Barry Jenkins has imparted a definitive influence on the landscape of modern cinema with modern gems such as Moonlight, a film that won the Academy Award for Best Picture as well as more recent projects like If Beale Street Could Talk. Jenkins returned to the spotlight after directing an Emmy nominated Amazon Prime show called The Underground Railroad, a project which employs magical realism to paint a picture of the historical horror of slavery.
During an interview, Jenkins was asked to cite two cinematic masterpieces that inspired him to become a filmmaker. Without any hesitation, he cited Wong Kar-wai’s 1994 masterpiece Chungking Express as the film that showed him the magic of cinema. It was the first foreign film he saw after entering film school which changed his life forever.
When it came to the second film that inspired him to embark on this journey as a filmmaker, Jenkins chose a blockbuster action film that became a true American classic. It is unlike most of the projects that he works on but John McTiernan’s Die Hard drew Jenkins into the world of cinema and showed him how powerful the cinematic spectacle can be.
Jenkins explained: “It’s a very different film than Chunking Express. The first time I saw it was on cable, you know, [during] every holiday season. This is why every now and then, on Twitter, this debate will break out, ‘Is Die Hard a Christmas movie?’ and I’m like, ‘Yes, Die Hard is definitely a Christmas movie!’ I remember watching it multiple times every Christmas, it would just be on television and I always loved the film even as a kid.”

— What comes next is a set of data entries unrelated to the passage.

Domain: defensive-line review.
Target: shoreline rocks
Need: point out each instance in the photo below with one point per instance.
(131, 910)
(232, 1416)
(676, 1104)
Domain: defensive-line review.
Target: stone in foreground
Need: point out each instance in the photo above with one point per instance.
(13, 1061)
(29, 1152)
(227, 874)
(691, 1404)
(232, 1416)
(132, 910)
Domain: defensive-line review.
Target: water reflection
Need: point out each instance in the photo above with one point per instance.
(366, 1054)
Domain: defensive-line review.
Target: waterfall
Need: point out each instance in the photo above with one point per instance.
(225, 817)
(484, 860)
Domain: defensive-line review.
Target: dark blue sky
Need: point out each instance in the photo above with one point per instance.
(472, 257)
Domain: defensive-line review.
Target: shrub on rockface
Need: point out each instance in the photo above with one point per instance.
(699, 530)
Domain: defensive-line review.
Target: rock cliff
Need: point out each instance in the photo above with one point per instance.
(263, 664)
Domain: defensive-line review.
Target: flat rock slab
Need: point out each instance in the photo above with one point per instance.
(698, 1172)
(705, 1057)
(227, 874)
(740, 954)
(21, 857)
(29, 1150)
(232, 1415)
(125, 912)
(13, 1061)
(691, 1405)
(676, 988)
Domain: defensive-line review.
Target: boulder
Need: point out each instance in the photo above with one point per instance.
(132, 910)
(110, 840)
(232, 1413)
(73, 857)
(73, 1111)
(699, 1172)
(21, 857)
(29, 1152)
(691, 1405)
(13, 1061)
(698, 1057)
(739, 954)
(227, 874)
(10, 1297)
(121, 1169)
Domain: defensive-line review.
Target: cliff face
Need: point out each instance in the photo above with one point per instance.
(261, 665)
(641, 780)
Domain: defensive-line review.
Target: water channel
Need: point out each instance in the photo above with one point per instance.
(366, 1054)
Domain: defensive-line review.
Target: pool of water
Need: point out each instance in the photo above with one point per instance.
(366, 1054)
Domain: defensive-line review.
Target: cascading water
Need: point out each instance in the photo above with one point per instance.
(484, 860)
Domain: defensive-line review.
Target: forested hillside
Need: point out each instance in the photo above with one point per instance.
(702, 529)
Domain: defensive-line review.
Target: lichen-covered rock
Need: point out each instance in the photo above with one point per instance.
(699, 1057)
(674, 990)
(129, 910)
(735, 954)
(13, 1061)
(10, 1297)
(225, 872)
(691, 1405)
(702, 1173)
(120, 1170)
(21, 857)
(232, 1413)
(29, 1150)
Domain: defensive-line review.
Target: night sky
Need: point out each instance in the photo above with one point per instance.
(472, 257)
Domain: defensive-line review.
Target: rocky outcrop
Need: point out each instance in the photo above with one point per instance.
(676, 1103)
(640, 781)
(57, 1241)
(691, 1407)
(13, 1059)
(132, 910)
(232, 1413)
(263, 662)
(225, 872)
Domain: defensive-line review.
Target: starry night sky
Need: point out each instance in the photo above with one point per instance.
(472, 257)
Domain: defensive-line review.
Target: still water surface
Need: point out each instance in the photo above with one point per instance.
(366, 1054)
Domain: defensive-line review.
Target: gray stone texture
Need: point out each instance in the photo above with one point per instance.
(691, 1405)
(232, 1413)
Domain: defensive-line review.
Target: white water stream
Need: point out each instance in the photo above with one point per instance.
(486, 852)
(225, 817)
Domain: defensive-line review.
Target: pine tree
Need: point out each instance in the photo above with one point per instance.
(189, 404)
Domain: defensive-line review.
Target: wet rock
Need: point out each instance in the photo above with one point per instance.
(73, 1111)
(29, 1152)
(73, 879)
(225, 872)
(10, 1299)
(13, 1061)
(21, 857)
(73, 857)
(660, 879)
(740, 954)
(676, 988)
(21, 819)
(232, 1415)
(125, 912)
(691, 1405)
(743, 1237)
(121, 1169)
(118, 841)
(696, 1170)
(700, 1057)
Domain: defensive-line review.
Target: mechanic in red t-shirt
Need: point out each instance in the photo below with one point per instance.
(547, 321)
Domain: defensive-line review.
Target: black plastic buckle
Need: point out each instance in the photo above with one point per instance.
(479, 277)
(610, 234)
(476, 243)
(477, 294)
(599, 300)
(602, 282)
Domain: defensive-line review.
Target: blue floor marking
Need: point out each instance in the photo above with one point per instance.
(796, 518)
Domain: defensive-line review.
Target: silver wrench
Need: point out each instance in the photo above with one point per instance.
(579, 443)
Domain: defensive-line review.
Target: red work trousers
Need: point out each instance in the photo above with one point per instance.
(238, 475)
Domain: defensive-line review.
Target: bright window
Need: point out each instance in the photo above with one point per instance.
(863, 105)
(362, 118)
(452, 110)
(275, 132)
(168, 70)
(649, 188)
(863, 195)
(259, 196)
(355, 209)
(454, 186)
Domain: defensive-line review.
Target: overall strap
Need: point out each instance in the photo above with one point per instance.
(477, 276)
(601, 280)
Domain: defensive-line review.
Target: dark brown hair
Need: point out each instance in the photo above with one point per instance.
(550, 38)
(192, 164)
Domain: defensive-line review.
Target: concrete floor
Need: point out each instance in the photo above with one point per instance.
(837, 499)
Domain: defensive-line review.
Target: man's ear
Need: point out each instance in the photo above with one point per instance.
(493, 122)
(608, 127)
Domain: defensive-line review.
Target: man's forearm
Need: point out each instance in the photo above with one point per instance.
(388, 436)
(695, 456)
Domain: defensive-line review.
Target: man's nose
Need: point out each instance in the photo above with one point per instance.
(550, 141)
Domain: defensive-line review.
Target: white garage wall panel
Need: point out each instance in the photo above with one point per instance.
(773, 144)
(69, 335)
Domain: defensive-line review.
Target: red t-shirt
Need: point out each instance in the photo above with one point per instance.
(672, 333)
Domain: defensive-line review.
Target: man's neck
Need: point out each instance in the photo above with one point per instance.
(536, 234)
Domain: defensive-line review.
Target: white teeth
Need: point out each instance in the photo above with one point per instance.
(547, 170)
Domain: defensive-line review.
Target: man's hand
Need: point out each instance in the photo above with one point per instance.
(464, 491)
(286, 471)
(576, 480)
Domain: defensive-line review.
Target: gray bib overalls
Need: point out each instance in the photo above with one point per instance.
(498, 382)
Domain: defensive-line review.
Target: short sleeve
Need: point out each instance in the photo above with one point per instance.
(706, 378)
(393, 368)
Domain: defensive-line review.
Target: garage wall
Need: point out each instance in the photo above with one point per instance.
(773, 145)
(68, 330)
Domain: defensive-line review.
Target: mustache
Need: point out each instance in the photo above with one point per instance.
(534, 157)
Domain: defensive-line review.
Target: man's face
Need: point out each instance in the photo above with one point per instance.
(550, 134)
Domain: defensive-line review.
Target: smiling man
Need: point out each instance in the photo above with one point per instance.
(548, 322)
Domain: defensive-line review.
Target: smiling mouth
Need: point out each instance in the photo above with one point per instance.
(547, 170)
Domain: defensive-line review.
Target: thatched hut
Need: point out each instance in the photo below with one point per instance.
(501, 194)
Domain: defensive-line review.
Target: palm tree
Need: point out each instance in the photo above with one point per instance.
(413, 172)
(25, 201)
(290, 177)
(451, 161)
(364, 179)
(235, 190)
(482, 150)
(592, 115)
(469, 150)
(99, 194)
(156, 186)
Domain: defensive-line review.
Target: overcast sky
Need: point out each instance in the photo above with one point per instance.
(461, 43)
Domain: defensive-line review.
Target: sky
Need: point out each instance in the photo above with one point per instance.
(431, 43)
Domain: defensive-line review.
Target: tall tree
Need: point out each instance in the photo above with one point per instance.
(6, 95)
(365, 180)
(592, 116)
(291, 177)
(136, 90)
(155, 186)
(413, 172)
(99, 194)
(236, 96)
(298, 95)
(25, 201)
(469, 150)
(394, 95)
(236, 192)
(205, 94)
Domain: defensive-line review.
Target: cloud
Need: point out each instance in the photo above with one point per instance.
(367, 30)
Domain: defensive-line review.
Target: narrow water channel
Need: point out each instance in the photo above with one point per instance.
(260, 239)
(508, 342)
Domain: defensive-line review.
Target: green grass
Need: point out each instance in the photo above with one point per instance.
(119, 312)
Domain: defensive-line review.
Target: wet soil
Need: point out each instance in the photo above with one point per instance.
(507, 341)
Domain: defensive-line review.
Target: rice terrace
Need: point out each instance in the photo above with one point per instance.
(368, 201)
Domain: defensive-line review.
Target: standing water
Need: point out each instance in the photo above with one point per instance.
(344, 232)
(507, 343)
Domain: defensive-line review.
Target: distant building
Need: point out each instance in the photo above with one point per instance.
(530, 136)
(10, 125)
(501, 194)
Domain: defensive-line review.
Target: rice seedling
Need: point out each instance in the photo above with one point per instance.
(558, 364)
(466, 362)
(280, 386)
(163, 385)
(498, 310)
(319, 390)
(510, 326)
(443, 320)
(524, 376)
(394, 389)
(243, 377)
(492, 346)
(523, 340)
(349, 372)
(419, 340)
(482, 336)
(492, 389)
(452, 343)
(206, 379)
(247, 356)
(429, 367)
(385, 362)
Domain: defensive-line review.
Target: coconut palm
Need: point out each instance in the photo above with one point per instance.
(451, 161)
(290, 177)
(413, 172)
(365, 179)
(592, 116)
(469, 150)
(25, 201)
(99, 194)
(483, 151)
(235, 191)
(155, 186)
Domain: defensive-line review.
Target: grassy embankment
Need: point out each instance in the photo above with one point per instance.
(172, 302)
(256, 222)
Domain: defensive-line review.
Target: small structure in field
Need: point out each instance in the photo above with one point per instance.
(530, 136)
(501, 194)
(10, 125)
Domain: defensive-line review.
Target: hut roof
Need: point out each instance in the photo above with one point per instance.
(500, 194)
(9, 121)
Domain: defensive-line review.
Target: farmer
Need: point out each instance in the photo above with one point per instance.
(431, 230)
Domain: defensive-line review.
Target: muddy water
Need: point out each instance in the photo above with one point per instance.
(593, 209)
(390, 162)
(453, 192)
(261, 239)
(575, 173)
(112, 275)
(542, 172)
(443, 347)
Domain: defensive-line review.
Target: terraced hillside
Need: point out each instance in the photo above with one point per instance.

Continuing, “I must have been like 10-12 years old at this time. McClane was somebody you could root for. I didn’t realise it at the time but he always somehow had these Black dudes who were helping him. In Die Hard, it’s the limo driver and then the dad from 227… I always gravitated towards those films and it is related to filmmaking.”
“I didn’t realise I wanted to be a filmmaker at the time but after watching this movie at least 15 times over the course of several holidays seasons.,” the director revealed. “Finally, you know, on cable they normally speed the end credits? For whatever reason, this [screening] let the credits play out in real time and I sat there and realised: ‘Whoa! All those people made this movie. That’s a lot of people. What are they all doing?’ And it kind of just lodged in the back of my head.”
When asked about it, Jenkins acknowledged that Die Hard is nothing like his own works but he borrowed one important element from the film that has guided him over the course of his journey as one of the most promising filmmakers of the 21st century. Jenkins said: “Of course, I’m not necessarily making things in the style of Die Hard but I think the energy of discovery is still with me.”